Conophytum cubicum Pavelka
Conophytum cubicum is a marvelous succulent plant with bodies that have a broad top, up to 1 inch (2.5 cm) wide and narrowed base. Bodies are actually pairs of leaves joined to their tips with only a small opening through which the flower stalk appears in mid summer or early fall. Flowers are white with extremely long tubes. They are possibly the largest flowers in the genus.

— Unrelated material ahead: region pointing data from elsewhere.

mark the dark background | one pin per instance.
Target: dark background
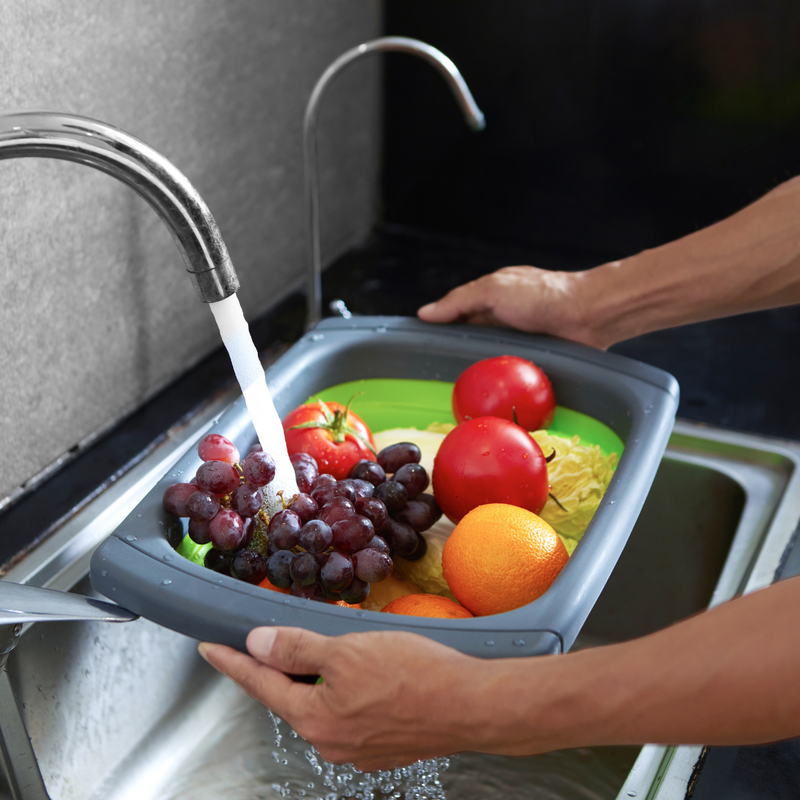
(611, 127)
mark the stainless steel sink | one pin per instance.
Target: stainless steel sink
(131, 711)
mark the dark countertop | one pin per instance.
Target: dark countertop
(735, 373)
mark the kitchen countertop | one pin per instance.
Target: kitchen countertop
(735, 373)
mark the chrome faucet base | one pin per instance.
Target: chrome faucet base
(106, 148)
(400, 44)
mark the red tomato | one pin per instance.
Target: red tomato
(335, 436)
(489, 460)
(498, 387)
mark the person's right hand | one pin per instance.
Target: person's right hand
(527, 298)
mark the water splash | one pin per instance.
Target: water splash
(420, 781)
(236, 337)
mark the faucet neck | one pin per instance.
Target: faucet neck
(147, 172)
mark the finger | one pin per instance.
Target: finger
(267, 685)
(463, 300)
(292, 650)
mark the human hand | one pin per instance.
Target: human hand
(387, 699)
(527, 298)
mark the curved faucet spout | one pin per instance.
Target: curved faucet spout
(157, 180)
(401, 44)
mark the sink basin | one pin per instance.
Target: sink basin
(131, 711)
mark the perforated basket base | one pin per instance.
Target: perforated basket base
(138, 568)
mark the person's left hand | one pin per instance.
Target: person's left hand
(387, 699)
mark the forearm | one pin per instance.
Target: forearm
(728, 676)
(747, 262)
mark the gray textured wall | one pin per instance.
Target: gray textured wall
(97, 311)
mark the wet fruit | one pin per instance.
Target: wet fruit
(427, 605)
(501, 557)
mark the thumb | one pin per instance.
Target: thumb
(462, 301)
(292, 650)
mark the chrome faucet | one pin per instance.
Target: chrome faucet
(157, 180)
(401, 44)
(166, 189)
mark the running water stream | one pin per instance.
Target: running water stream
(297, 771)
(235, 333)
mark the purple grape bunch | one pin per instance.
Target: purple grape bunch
(398, 483)
(333, 539)
(224, 505)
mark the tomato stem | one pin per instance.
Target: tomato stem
(336, 424)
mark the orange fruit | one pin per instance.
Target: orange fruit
(426, 605)
(501, 557)
(343, 604)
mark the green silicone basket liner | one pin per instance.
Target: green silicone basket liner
(401, 372)
(385, 403)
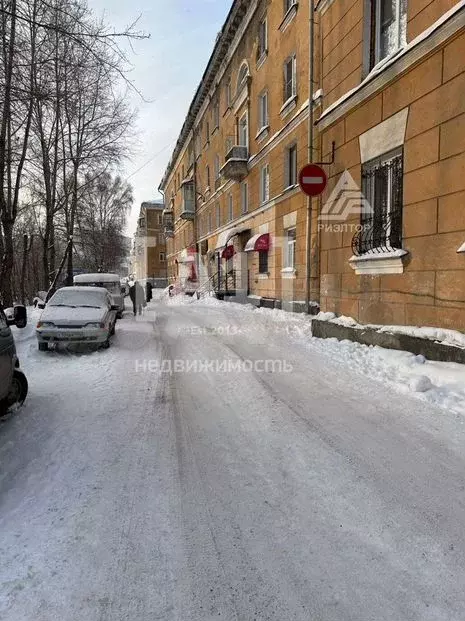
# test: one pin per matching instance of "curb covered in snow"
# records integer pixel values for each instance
(430, 349)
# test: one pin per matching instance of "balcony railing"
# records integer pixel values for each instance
(188, 200)
(235, 166)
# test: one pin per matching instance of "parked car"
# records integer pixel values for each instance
(13, 382)
(77, 315)
(111, 282)
(39, 300)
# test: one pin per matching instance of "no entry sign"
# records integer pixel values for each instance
(312, 180)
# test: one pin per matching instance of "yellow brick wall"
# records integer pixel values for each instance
(431, 291)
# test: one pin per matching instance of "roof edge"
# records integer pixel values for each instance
(219, 52)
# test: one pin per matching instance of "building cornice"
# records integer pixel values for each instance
(422, 46)
(220, 51)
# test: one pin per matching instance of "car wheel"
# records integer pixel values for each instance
(19, 388)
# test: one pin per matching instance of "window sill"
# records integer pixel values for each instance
(261, 59)
(262, 133)
(291, 187)
(289, 272)
(380, 64)
(373, 263)
(288, 106)
(291, 13)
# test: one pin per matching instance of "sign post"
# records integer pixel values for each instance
(312, 180)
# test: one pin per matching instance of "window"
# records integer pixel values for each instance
(290, 85)
(382, 186)
(217, 172)
(263, 110)
(216, 115)
(388, 28)
(291, 166)
(265, 184)
(244, 131)
(262, 47)
(242, 77)
(244, 197)
(263, 262)
(289, 249)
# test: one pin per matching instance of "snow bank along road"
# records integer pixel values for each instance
(127, 493)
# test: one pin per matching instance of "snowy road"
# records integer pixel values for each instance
(318, 495)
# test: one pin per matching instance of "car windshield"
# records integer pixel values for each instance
(77, 299)
(111, 287)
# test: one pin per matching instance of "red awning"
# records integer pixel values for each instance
(258, 242)
(228, 252)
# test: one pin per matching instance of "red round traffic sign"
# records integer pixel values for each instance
(312, 180)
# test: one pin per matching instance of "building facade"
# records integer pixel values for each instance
(385, 241)
(393, 79)
(232, 182)
(149, 250)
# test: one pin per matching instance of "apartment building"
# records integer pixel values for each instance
(387, 237)
(393, 84)
(233, 202)
(149, 251)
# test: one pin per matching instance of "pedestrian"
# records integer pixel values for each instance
(132, 295)
(148, 288)
(139, 298)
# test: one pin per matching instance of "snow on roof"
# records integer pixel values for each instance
(96, 277)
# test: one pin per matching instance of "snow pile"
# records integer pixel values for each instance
(439, 335)
(439, 383)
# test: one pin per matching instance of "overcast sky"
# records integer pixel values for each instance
(167, 70)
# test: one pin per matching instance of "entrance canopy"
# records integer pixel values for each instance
(258, 242)
(225, 236)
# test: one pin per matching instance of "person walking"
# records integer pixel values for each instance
(139, 297)
(148, 288)
(132, 295)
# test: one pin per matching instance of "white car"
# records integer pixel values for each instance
(77, 315)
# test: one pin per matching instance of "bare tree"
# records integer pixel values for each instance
(101, 220)
(64, 121)
(16, 108)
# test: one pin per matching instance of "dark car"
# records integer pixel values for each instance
(13, 382)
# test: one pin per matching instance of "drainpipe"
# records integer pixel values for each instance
(310, 150)
(162, 192)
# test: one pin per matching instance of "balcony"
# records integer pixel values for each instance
(188, 200)
(168, 221)
(236, 167)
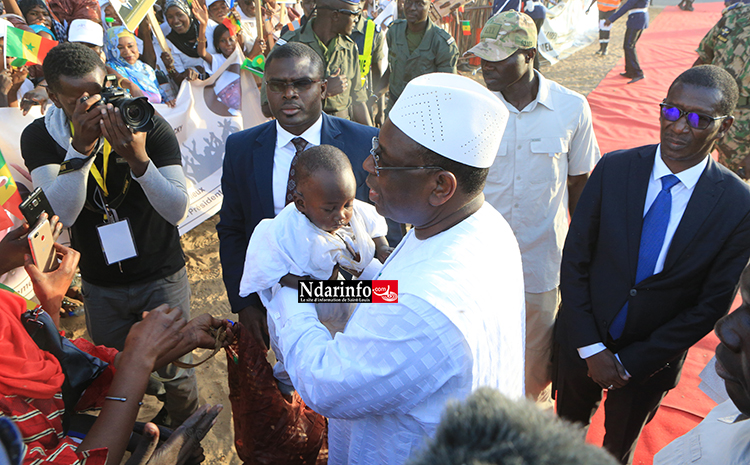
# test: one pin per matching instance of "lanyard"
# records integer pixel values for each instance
(101, 180)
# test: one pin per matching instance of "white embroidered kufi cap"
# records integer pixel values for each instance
(453, 116)
(4, 23)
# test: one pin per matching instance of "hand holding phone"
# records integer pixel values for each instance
(41, 243)
(34, 205)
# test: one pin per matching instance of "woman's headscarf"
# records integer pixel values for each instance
(28, 371)
(140, 73)
(187, 43)
(27, 5)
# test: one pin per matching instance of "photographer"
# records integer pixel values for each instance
(123, 192)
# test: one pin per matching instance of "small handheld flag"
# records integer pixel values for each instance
(27, 46)
(232, 24)
(10, 199)
(256, 66)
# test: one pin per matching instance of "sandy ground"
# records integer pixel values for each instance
(581, 72)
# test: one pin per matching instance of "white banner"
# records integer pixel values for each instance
(206, 113)
(568, 29)
(202, 120)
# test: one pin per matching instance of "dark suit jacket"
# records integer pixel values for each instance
(671, 310)
(248, 193)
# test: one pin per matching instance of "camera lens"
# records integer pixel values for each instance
(137, 113)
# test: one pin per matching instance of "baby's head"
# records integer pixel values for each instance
(325, 187)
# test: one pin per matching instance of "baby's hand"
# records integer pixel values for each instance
(383, 252)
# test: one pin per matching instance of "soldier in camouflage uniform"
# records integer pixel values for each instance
(416, 46)
(368, 37)
(727, 45)
(328, 34)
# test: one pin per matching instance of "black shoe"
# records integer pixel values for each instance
(636, 79)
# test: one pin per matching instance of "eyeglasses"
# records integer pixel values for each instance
(343, 11)
(375, 152)
(694, 120)
(299, 85)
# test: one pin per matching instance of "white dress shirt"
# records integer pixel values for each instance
(282, 159)
(550, 139)
(681, 193)
(458, 325)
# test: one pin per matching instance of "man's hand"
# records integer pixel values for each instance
(129, 145)
(606, 371)
(6, 81)
(156, 335)
(51, 287)
(201, 330)
(86, 124)
(38, 96)
(183, 445)
(15, 245)
(13, 248)
(337, 84)
(254, 319)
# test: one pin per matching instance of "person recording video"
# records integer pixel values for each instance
(123, 191)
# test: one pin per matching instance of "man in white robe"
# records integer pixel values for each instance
(458, 323)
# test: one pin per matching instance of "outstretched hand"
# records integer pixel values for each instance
(156, 335)
(183, 445)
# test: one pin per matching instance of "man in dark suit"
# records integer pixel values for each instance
(652, 260)
(257, 162)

USDA hardiness zones 10a to 11b: from 30 °F (−1.1 °C) to 50 °F (+10 °C).
How to Grow and Care
Conophytums are usually grown in dish gardens where they spread slowly but make good ornamental plants for window gardening. They also do well in rockeries where they can be grown in crevices.
These plants vegetate during the winter season. They must then be kept dry during hot, gradually wet upon fall arrival. The moisture stimulate the release of new root hairs and the plant will grow for the entire winter season, foliar issuing new pairs from inside the existing ones. Flowering usually occurs in fall and the color of the flowers is extremely variable from species to species. The cultivation is quite easy, but care must be taken to avoid excess water and to prevent rot. The plants themselves communicate their water needs with a slight wrinkling of the epidermis. They do not particularly fear the cold weather and can resist also at temperatures of 23 °F (-5 °C) as long as the soil is completely dry and the temperature returns rapidly to rise.
Learn more at How to Grow and Care for Conophytum.
Conophytum cubicum is native to South Africa. It was discovered by Petr Pavelka at the very end of the 20th century. It is only known to occur on one quartzitic hill.